The chat monitor is probably my favourite part. I can see exactly how the AI responds to a student – including token costs, tool calls, cache hit rates per message. When a student reports a bad answer, I just pull up the exact conversation and figure out what went wrong. No more guessing.

I can also see which past year papers students are attempting most, which helps me prioritize sourcing and formatting new papers.

And for the school pilot programme, the dashboard tracks which schools are represented, along with a chat activity heatmap that shows usage patterns over the past year. You can see activity picking up around September (when SPM Chat first launched) and then accelerating after the v0.10 update in May.

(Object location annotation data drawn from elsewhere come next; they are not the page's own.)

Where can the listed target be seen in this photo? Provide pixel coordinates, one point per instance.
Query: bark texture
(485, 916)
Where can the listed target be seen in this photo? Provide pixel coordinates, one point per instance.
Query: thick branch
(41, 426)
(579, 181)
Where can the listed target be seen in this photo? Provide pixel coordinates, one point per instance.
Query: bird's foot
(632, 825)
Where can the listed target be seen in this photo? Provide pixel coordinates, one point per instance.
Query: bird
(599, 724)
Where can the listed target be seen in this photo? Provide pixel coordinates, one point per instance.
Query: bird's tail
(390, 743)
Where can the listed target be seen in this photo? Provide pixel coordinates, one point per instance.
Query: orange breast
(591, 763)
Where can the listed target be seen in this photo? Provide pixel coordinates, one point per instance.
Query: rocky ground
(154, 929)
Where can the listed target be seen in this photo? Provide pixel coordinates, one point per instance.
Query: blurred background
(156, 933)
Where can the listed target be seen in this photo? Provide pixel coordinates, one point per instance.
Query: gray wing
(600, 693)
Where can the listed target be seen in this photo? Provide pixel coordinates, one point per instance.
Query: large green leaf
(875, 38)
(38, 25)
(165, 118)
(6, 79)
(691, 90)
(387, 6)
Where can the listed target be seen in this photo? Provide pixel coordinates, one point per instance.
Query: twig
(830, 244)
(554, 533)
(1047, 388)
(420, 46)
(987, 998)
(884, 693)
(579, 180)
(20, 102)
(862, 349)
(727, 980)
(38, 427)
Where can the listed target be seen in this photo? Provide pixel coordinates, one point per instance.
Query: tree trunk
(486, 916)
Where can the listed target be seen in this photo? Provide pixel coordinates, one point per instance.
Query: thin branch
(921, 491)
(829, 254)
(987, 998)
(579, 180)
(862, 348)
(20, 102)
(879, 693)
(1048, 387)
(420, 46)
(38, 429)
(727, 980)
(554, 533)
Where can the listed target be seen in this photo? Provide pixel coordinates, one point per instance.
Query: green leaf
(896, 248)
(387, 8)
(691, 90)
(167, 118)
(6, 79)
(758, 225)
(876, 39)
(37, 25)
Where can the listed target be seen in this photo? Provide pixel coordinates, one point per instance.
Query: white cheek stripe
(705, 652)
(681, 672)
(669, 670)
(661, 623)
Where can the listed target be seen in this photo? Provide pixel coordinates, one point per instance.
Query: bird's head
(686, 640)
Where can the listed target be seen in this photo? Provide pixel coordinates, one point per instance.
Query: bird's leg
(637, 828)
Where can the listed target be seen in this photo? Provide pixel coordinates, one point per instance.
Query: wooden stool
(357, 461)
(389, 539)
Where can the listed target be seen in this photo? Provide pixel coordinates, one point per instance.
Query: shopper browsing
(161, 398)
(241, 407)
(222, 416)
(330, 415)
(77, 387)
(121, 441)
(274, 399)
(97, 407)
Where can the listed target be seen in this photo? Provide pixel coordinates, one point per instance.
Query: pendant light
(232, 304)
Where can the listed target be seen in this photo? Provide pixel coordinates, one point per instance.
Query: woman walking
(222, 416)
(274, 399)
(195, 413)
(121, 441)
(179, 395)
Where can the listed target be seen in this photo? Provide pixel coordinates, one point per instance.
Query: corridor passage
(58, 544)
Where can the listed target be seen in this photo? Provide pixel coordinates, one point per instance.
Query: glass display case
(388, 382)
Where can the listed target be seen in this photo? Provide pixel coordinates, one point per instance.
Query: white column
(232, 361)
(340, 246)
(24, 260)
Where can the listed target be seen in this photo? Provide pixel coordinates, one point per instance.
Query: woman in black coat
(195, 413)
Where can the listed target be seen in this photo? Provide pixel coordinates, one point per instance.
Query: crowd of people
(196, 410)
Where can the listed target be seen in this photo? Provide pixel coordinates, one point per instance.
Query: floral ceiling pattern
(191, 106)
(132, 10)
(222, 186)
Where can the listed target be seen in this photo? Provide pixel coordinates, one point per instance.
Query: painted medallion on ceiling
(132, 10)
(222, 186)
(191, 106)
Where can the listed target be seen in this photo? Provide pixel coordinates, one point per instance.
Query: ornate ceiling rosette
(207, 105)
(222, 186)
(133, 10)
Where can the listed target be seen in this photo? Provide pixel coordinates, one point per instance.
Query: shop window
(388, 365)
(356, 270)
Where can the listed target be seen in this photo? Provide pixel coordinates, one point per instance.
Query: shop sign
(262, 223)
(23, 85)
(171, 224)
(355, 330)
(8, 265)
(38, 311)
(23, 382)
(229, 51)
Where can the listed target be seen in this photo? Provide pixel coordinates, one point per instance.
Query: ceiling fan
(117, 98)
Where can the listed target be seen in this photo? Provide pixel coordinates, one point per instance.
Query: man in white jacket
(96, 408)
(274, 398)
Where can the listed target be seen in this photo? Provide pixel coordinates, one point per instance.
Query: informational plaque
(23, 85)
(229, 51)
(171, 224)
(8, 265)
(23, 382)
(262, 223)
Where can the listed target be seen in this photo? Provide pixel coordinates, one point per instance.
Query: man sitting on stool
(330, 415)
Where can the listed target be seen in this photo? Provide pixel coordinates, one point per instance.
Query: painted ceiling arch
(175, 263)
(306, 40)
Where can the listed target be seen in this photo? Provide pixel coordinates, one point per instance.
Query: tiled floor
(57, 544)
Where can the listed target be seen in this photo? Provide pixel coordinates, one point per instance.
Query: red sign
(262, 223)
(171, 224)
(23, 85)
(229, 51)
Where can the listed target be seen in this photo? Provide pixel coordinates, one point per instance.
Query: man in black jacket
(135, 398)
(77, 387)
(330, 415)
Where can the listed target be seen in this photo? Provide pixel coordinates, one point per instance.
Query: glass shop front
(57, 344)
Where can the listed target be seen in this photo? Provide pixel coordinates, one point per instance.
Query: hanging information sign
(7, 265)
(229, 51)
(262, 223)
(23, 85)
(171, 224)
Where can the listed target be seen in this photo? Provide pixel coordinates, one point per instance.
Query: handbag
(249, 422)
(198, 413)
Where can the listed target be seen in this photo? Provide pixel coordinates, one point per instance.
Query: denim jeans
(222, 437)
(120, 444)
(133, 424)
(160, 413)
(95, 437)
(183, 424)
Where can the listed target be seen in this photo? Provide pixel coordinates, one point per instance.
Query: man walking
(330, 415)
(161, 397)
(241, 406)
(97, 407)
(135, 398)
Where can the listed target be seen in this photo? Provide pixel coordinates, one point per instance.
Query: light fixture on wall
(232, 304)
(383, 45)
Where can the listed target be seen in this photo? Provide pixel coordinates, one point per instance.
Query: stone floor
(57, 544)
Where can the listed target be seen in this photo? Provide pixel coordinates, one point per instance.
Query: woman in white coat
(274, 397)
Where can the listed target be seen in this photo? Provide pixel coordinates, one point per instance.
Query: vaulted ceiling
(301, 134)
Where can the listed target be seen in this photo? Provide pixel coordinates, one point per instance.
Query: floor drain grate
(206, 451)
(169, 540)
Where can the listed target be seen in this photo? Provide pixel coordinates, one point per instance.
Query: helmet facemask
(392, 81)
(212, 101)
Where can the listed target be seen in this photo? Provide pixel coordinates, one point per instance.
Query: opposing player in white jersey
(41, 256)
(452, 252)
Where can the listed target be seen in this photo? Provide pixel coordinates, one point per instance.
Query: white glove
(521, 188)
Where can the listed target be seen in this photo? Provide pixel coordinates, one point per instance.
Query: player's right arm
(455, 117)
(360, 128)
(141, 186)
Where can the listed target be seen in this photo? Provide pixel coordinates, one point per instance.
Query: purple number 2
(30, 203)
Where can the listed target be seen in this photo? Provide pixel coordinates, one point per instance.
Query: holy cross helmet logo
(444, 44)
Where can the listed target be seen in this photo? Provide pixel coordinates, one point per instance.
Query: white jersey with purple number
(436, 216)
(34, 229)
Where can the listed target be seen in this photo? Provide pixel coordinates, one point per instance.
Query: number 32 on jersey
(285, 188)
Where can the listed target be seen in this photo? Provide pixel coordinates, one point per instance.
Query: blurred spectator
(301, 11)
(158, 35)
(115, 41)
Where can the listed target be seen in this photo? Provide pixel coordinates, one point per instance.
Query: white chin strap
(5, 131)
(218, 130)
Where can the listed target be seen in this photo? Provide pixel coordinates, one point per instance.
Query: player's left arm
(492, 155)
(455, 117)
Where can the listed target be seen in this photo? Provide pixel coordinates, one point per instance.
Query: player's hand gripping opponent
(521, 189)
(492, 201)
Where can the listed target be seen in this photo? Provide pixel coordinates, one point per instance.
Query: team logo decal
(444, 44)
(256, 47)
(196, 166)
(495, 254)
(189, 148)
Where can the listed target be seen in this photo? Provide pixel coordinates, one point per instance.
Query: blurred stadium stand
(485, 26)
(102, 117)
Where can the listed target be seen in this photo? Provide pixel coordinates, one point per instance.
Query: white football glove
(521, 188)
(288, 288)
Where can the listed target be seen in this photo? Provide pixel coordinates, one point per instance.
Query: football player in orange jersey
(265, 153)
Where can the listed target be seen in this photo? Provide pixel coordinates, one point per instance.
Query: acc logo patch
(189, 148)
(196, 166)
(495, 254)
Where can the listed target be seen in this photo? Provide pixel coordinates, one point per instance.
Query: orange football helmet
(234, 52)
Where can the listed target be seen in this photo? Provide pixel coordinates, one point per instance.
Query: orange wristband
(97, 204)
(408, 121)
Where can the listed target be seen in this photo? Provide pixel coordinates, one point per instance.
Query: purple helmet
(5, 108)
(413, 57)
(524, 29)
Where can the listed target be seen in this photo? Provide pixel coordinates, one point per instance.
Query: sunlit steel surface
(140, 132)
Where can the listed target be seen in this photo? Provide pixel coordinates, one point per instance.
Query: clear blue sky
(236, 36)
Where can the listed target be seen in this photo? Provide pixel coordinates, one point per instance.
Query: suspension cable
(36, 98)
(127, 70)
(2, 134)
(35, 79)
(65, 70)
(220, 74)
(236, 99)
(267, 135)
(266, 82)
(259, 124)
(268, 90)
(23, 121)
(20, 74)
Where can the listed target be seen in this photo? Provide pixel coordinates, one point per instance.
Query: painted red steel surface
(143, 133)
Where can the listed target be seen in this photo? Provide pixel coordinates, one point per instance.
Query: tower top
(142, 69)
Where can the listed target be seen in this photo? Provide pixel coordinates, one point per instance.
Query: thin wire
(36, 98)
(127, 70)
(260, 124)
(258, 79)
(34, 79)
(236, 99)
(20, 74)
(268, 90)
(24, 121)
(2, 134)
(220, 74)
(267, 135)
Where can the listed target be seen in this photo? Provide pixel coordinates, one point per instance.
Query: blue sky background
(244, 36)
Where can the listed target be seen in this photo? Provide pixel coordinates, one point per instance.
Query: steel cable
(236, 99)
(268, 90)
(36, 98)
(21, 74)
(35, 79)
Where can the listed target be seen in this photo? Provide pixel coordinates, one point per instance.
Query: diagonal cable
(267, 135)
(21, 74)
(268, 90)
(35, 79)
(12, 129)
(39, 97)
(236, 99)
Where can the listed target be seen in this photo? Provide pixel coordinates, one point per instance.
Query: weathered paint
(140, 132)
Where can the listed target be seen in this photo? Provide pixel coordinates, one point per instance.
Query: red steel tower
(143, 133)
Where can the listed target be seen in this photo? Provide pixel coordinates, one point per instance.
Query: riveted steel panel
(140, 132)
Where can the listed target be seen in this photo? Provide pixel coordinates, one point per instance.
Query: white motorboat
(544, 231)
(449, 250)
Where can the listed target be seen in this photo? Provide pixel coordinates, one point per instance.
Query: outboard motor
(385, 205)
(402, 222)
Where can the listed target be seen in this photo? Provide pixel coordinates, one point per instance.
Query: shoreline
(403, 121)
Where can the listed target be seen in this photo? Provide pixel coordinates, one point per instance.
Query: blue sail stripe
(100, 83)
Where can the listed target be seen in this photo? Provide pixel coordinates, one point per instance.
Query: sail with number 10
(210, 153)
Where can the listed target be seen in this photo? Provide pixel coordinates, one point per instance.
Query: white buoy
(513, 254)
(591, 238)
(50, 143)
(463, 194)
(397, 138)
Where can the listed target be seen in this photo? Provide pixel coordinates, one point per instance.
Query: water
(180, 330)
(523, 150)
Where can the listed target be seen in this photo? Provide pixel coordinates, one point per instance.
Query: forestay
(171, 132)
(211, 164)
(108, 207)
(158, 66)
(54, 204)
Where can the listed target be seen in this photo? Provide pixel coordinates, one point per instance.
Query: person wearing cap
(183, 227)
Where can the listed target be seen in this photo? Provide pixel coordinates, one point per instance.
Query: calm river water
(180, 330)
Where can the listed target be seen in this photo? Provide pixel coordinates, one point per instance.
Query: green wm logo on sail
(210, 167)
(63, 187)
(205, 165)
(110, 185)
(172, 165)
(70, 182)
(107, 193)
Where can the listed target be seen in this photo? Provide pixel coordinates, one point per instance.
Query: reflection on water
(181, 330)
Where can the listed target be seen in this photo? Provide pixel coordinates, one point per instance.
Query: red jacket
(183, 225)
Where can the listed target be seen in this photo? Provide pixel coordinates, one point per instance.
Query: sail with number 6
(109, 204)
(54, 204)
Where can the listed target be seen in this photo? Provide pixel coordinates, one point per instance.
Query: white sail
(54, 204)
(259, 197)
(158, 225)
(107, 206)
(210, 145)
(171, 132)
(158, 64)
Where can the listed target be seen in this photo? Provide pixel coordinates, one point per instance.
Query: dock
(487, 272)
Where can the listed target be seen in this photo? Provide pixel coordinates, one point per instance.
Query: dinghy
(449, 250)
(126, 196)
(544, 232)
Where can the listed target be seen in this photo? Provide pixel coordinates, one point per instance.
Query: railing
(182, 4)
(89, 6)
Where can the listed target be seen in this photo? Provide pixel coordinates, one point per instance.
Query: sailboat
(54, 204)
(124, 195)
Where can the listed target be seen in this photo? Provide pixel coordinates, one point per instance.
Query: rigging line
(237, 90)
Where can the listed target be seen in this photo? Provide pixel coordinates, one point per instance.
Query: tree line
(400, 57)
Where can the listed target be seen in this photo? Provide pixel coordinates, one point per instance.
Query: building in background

No more digging through the database
Before I had the dashboard, checking anything meant SSH-ing into the server, writing SQL queries, trying to remember which table stores what. It was slow, I only did it when something already felt wrong, and half the time I’d mess up the query.
Now I just open a browser – on my phone, on my laptop, anywhere – and within seconds I know how the app is doing. I check it every day, sometimes multiple times a day. It became a habit, and that habit is what lets me catch problems early instead of reacting to fires. (TBH it’s also a bit addictive.)
You should build one too
I wish I had built this from day one. In the early days, I was making decisions based on vibes – what students said in the group chat, what I personally thought was important, what felt right. The dashboard replaced vibes with data.
And here’s the thing – with AI coding tools like Claude Code and Codex, building a dashboard like this is way easier than it used to be. Most of the dashboard pages you see here were built with Claude Code in a single session. You describe what you want to track, point it at your database schema, and it generates the queries, the API routes, the UI components. If you’ve been putting off building a dashboard because it feels like a lot of work, it really isn’t anymore.
It doesn’t have to be fancy. My first version was just a few SQL queries. The important thing is having a place where you can check, at a glance, whether things are getting better or worse.